A key question how much of the new coronavirus related public service spending (mainly money for the health service) is likely to be permanent? Will the test and trade infrastructure need to be permanent? Will the government need to subsidise the now massively under-capacity train operating companies indefinitely?
If a quarter of this new expenditure becomes permanent, the IFS calculates it would eat up almost half of the increase in government departments’ budgets that had been pencilled in over the next four years in March.
The Conservatives in their manifesto has already made major high-profile public service spending commitments for the NHS, schools and to recruit more police officers.
If one assumes that they keep these promises within the smaller implied spending envelope that would require further austerity for other lower profile public services such as housing, justice and culture to make the sums add up.
One might have assumed that the spending envelope will be widened in due course to enable the government to deliver on its commitment to end public spending austerity and to also accommodate any permanent extra health spending related to the pandemic.
Ministers could raises taxes to make this possible.
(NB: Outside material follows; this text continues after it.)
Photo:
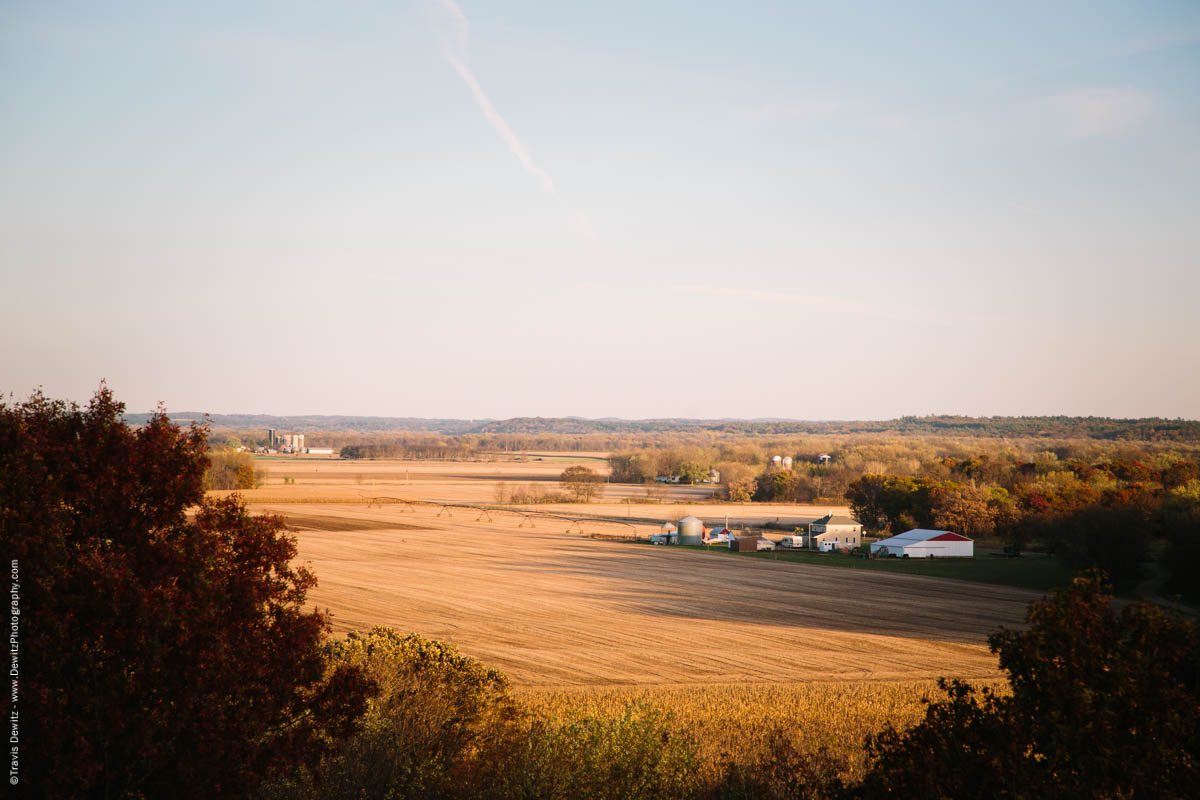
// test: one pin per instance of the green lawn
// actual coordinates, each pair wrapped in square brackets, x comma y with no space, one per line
[1038,572]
Or the government could commit to a running a larger deficit.
Yet in July, when the government announced this autumn’s spending review, there came a strong hint that the chancellor intends to respond to the additional spending pressures from the coronavirus economic crisis by making the spending envelope for departments smaller, not larger.
The Treasury, at that time, warned of looming “tough choices” for areas of spending beyond health and education and policing.
And the firm public service spending increase commitments made in the Budget were replaced with much weaker talk of merely increasing public service spending after accounting for inflation over the spending review period.
There are also hints of further pay “restraint” for public sector workers, after a decade of freezes and real terms cuts.
There is a consensus among public finances experts that public services, after a decade of cuts, are in no condition to absorb another round of budget reductions over the next four years without disastrous decline in quality and staff morale.
Outside of health, real-terms public service spending was cut by a fifth over the decade to 2020.
The budget of the housing department has been cut in half in real terms per person, justice is down 30 per cent and culture is 20 per cent lower.
The Conservatives campaigned in 2019 on a pledge of not raising income tax, national insurance or VAT, which together account for two thirds of tax revenues.
Yet analysts believe there is little scope to raise serious new funds in taxation without tapping theses sources.
The government thus finds itself trapped by its twin pledges of not raising major taxes and ending public sector austerity.
There is also the looming possibility of a no-deal Brexit in January which could have seriously damaging economic impacts and impose fresh spending demands on certain departments.
That’s why the chancellor might well follow the advice from the IFS and other experts and outline only a single year spending review this autumn – setting department budgets just for 2021-22- rather than the three-year one originally envisioned.
When politicians find themselves with no room for manoeuvre it can be sensible – as well as natural – to play for time.